For the purposes of picking the board, and for that matter, every other piece of hardware involved in the project, we must clearly DEFINE the project.  Granted, in an educational sense, you want to maintain your flexibility so that you can do a multitude of projects with the hardware you purchase.  Even with that in mind, you have to find that "ultimate project" and determine the goals based on that.  If that requires an additional purchase of another micro-controller board later to get that quadcopter off the ground, then plan accordingly.  

Jordan and I will be working towards our ultimate goal of, you guessed it, a QUADCOPTER!  Ever since seeing some of the online videos of wild, acrobatic, nimble, and truly amazing stunts performed by quads several months ago, we were both hooked on doing a closely related project.  Here are some links to a few of those videos, mostly from the GRASP Lab at the University of Pennsylvania:

• Aggressive Maneuvers for Autonomous Quadrotor Flight - Amazing control!
• A Swarm of Nano-Quadrotors - Slightly freaky, but very cool!
• Trick Video by Warthox - Non-autonomous tricks, meaning he is controlling the quad with a remote control.

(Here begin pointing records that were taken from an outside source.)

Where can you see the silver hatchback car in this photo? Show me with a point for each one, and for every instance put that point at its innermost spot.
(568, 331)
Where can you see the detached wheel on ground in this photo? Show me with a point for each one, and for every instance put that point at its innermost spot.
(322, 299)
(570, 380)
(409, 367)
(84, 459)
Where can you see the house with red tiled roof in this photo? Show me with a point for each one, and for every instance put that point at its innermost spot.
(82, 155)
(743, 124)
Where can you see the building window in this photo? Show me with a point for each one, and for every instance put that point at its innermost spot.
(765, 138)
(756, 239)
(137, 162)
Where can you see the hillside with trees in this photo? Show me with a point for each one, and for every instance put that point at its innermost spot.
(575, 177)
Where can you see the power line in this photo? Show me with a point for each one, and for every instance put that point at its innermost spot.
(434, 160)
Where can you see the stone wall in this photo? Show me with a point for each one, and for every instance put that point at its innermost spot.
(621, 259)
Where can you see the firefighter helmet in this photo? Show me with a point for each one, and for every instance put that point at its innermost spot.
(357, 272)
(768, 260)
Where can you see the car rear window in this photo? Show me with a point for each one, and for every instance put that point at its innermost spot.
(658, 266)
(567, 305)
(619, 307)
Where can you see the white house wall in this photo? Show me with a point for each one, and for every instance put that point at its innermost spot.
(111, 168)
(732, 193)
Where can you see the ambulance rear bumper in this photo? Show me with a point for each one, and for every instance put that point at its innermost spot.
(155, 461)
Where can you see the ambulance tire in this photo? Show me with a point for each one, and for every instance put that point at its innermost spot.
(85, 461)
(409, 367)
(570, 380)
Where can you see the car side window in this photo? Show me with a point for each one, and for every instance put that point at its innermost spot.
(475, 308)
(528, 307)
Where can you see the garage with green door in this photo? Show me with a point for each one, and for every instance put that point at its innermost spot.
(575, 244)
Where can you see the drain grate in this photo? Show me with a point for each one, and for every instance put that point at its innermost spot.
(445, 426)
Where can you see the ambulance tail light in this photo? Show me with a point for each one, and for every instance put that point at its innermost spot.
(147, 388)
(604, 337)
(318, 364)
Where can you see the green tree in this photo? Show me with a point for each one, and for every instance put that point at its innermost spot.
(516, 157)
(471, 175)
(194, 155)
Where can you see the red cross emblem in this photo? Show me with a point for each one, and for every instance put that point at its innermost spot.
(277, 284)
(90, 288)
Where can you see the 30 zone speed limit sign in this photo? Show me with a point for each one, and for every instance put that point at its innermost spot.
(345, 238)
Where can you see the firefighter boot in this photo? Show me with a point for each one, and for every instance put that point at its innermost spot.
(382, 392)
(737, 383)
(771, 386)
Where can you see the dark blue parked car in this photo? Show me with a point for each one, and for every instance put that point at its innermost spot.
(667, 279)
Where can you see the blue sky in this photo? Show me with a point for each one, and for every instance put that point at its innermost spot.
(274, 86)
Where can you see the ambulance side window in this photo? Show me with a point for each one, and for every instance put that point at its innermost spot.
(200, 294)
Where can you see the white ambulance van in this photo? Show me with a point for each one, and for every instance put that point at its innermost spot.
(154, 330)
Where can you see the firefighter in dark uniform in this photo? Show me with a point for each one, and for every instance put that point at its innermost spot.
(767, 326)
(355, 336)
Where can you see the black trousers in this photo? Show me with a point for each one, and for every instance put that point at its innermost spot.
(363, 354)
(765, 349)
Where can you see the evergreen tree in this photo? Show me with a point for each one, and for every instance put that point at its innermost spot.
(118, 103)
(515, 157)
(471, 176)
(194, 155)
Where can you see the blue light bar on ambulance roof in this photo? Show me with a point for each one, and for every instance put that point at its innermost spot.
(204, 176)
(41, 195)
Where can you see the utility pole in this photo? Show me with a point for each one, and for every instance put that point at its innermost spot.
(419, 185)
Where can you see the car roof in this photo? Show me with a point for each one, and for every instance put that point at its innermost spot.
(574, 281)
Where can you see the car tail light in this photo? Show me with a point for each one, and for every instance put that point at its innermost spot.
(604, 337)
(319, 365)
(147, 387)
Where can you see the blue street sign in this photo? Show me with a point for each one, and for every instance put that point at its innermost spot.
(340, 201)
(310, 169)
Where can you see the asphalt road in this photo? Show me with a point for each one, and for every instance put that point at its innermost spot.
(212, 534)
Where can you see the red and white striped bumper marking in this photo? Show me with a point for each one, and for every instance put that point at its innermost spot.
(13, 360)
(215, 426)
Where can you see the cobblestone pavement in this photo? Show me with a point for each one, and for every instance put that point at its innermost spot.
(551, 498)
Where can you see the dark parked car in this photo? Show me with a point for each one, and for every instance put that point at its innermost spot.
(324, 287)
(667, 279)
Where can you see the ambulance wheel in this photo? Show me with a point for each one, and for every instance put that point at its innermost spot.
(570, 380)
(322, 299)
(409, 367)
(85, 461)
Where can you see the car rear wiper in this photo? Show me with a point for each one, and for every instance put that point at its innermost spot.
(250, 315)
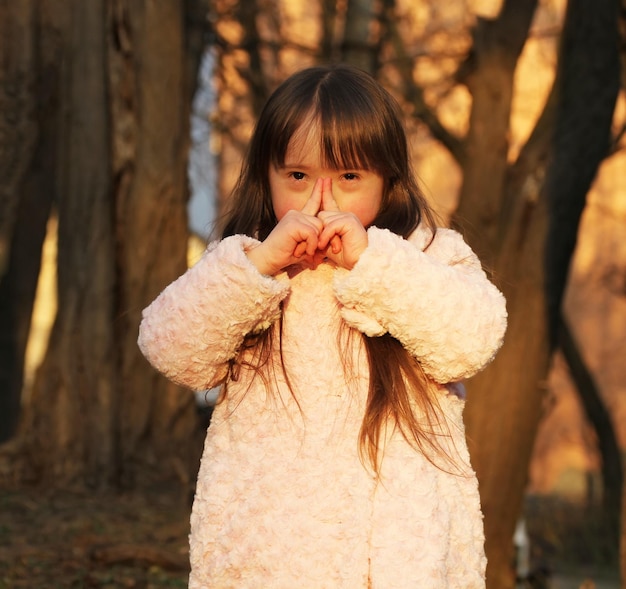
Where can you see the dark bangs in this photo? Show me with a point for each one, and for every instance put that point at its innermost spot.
(360, 127)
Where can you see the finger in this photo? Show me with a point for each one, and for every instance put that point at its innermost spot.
(335, 244)
(313, 205)
(300, 249)
(328, 200)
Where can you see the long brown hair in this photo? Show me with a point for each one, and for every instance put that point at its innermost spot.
(360, 125)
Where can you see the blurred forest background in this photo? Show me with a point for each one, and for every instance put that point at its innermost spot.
(116, 158)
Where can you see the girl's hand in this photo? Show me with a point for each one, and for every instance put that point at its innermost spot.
(294, 239)
(343, 237)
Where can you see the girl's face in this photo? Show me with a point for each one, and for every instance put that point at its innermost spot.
(355, 190)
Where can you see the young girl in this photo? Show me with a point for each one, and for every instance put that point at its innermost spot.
(337, 319)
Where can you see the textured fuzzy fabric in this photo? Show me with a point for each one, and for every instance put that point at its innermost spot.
(283, 499)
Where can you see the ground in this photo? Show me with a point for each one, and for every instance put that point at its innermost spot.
(78, 540)
(70, 540)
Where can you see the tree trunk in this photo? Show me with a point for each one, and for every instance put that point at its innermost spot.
(151, 106)
(489, 75)
(99, 414)
(24, 200)
(358, 46)
(507, 397)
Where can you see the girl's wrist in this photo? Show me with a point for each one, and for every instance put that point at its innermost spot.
(256, 255)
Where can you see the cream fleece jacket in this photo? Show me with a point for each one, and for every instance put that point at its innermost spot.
(283, 500)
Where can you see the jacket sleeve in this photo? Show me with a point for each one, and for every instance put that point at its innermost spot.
(197, 324)
(436, 300)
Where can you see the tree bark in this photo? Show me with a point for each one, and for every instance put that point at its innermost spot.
(151, 108)
(507, 397)
(24, 200)
(489, 75)
(99, 414)
(359, 47)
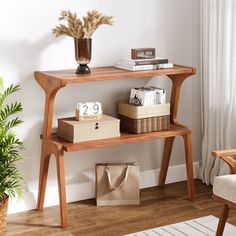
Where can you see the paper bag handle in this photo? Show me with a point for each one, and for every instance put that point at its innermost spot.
(122, 182)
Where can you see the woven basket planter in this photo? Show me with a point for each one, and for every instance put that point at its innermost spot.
(3, 212)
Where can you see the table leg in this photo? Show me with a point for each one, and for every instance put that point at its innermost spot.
(189, 165)
(62, 188)
(165, 160)
(43, 174)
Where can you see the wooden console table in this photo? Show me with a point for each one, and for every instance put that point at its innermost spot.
(52, 81)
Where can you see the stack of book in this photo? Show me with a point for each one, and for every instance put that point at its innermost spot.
(144, 62)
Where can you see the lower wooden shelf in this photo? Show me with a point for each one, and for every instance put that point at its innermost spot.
(175, 130)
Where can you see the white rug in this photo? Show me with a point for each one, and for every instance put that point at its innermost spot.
(197, 227)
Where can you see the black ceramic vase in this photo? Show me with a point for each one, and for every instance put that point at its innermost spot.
(83, 51)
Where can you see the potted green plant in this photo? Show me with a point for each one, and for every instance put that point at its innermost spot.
(81, 31)
(11, 178)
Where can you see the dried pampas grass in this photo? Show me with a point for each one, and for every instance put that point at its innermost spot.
(81, 29)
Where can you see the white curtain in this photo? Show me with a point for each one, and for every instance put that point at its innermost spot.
(218, 62)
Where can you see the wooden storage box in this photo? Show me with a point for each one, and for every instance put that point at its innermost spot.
(144, 125)
(139, 112)
(79, 131)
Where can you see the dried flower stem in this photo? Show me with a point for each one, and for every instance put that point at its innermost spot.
(76, 28)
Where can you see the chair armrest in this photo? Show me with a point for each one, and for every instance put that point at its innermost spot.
(226, 155)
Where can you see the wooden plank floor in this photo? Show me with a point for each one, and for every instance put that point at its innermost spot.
(158, 207)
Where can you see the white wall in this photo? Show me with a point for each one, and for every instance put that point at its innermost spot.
(27, 44)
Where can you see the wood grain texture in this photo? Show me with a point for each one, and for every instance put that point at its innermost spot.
(64, 77)
(165, 160)
(125, 137)
(159, 206)
(52, 81)
(189, 165)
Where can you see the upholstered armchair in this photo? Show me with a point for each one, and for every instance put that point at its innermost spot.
(224, 187)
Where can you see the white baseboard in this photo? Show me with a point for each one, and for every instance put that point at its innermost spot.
(86, 190)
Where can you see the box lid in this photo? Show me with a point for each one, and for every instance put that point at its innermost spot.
(72, 121)
(138, 112)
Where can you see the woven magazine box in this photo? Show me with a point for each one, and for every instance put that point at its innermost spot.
(144, 119)
(75, 131)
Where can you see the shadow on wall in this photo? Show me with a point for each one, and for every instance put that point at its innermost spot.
(24, 57)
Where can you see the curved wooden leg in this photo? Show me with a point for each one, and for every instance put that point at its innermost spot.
(43, 174)
(222, 220)
(189, 165)
(62, 188)
(165, 160)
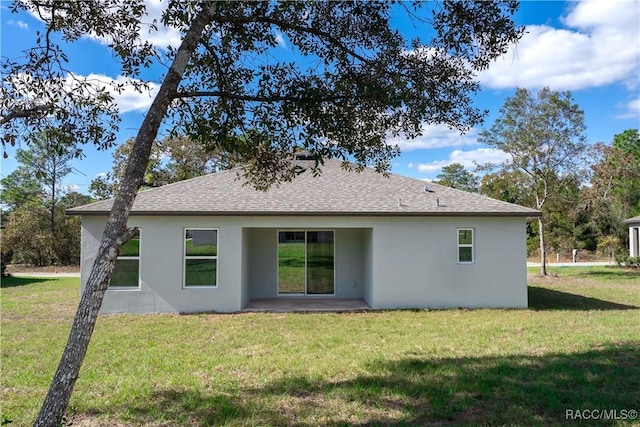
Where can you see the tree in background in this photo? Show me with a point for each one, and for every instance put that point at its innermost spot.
(456, 176)
(544, 136)
(172, 159)
(37, 229)
(614, 191)
(356, 82)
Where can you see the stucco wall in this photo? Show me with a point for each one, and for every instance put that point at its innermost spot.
(415, 264)
(393, 262)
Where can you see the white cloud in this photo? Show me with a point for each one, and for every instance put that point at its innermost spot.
(20, 24)
(163, 36)
(280, 40)
(599, 47)
(468, 159)
(435, 136)
(129, 99)
(70, 188)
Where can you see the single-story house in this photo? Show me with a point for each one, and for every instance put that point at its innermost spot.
(634, 235)
(213, 243)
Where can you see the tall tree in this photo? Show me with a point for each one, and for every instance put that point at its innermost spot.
(353, 81)
(614, 191)
(33, 192)
(544, 135)
(456, 176)
(172, 159)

Any hard-core RC people out there are probably saying "You don't need a micro-controller board to make a quad!"  You're right.  You don't.  Warthox's video above is non-autonomous flight, not controlled by a micro-controller.  You could buy a frame, an RC transmitter and receiver, 4 motors and 4 motor controllers and be flying in no time.  I don't want to offend anyone, but that's more of an exercise in learning to fly the quad than making and learning from an awesome digital design project.  That's where you DO need a micro-controller.  If you want the flexibility and educational benefit of programming, like changing flight characteristics based on changes in sensor readings or programming an autonomous take-off and landing routine, you need a micro-controller.  This DOES NOT remove the possibility of hooking up a nice RC controller and flying it manual.  It just adds an ever expanding dimension.

The next blog entry will cover the selection of our micro-controller board.  I already have an idea, but I want Jordan to go through this exercise.

Motivation, Anyone?

So, why have we decided to create a blog about the engineering and programming projects we are starting?  Because I think it’s an experience worth documenting and sharing.  I’ll give a little history of my experience and motivations to take on something like this, and why I’m inspired to see where we will go from here. 

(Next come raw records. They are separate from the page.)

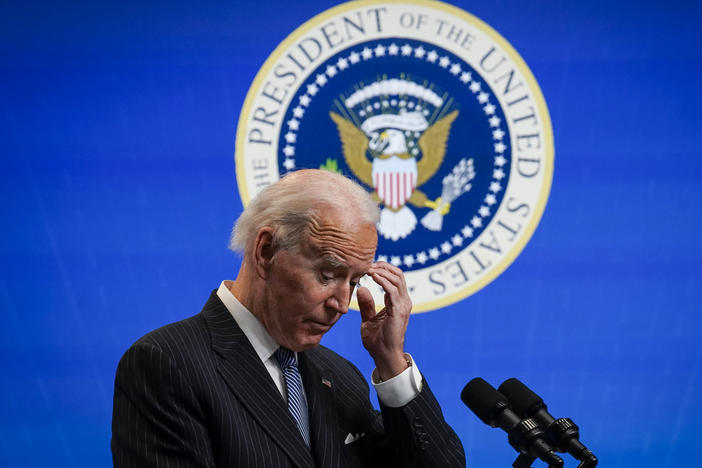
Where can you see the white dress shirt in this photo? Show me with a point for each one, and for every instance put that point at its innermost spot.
(394, 392)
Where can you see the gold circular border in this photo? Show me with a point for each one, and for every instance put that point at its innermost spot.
(549, 154)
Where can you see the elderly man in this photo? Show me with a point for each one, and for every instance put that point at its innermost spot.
(246, 383)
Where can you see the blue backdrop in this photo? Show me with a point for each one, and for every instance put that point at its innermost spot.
(118, 193)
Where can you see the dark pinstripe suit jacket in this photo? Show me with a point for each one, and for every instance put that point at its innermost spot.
(195, 394)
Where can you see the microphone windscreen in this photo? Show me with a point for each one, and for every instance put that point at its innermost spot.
(524, 402)
(483, 400)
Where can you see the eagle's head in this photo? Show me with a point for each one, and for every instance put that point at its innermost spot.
(390, 141)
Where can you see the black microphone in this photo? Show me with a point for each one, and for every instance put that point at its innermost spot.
(562, 433)
(524, 435)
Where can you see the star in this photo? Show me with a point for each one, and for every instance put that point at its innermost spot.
(321, 80)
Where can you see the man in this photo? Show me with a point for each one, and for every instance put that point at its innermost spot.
(246, 383)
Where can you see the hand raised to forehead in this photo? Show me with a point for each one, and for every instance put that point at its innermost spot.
(383, 333)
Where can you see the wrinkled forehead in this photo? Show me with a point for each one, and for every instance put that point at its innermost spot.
(349, 239)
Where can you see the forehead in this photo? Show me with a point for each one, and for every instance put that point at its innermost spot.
(349, 240)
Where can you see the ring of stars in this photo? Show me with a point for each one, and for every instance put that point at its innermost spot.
(465, 77)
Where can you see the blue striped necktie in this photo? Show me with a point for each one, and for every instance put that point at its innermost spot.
(296, 400)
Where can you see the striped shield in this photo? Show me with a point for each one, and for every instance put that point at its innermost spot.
(394, 180)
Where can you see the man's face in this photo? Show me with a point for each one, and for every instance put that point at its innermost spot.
(308, 291)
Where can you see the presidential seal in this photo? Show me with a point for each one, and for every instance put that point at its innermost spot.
(429, 109)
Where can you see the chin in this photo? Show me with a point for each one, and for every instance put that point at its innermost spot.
(306, 342)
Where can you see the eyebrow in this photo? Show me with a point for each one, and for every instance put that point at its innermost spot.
(333, 261)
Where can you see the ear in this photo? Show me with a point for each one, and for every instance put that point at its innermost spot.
(264, 250)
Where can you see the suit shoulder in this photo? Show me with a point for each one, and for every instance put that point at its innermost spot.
(333, 360)
(176, 339)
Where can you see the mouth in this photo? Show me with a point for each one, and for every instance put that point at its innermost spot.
(319, 327)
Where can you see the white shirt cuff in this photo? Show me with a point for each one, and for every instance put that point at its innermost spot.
(401, 389)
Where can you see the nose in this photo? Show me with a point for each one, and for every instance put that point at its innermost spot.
(340, 298)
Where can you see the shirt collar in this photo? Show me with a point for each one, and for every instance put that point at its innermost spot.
(262, 342)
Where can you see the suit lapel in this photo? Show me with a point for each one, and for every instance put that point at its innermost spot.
(324, 427)
(249, 380)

When I was at the University of Oklahoma for Electrical Engineering, my focus was on Digital and Hardware Design.  My absolute favorite course was our Digital Design Laboratory.  This was where the "rubber met the road", per se, where much of our prior coursework found practical application.  As part of our class kit, we purchased a Motorola M68HC11EVBU for about $70, which was a Moto 68HC11microprocessor along with RAM, UARTs, and an EEPROM.  The EVB was short for "Evaluation Board", which gave us plenty of room for additional logic parts and wire wrap posts... yes, I said wire wrap...

Motorola M68HC11EVBU Evaluation Board

Here are a few pics of the actual board we used in school, along with the jumble of wires on the back.

Motorola M68HC11EVBU Board with Wire Wrapped Backplane

Wire wrapping was the cheap way to do "breadboarding", and after spending $70 on an evaluation board as a college student in the 1990s, there wasn't much room in the budget for a super-expensive breadboard.  Plus, wire wrap allowed us to keep the design we were working on "stable" when we had to put it in our backpack and take it with us. With hundreds of students making their way through the labs at all hours of the day and night, nobody would dare leave their precious design board out to be tampered with. After all, this was a competition of sorts.

The project for the semester was fully open to our imagination.  Using the project board and any other parts that we could purchase or scrape together, we were told to develop a real-world application that used the microcontroller.  That was it.  Talk about wide open!  My lab partner and I thought on it for a week and came up with an overly aggressive project, a solar panel tracking device.  The microcontroller would take in a number of sensor inputs and without human intervention and adjust the face of the solar panel to the most efficient position to capture sunlight.  At first light, the panel would scan the horizon looking for the Sun, track it throughout the day, and go into an East facing default position at night, waiting for the Sun to reappear.  If it happened to be a cloudy day and the sun could not be “seen”, the panel would go flat to capture all the ambient light it could.

What was our first error in taking on this aggressive of a project?  We forgot that we were not Mechanical Engineers and we did not have one on the team.  Looking back, it would have been great to call up any of my friends that took the mechanical path and asked for their advice.  Nowadays, I would just run over to the mechanical engineering department and ask “Is this possible?  How can we keep from burning up multiple, very expensive stepper motors?”  Yeah, that is the pain we endured to teach us what all modern companies and our professor knew – “Never hire an Electrical Engineer to design something mechanical, even though their confidence tries to convince you otherwise.”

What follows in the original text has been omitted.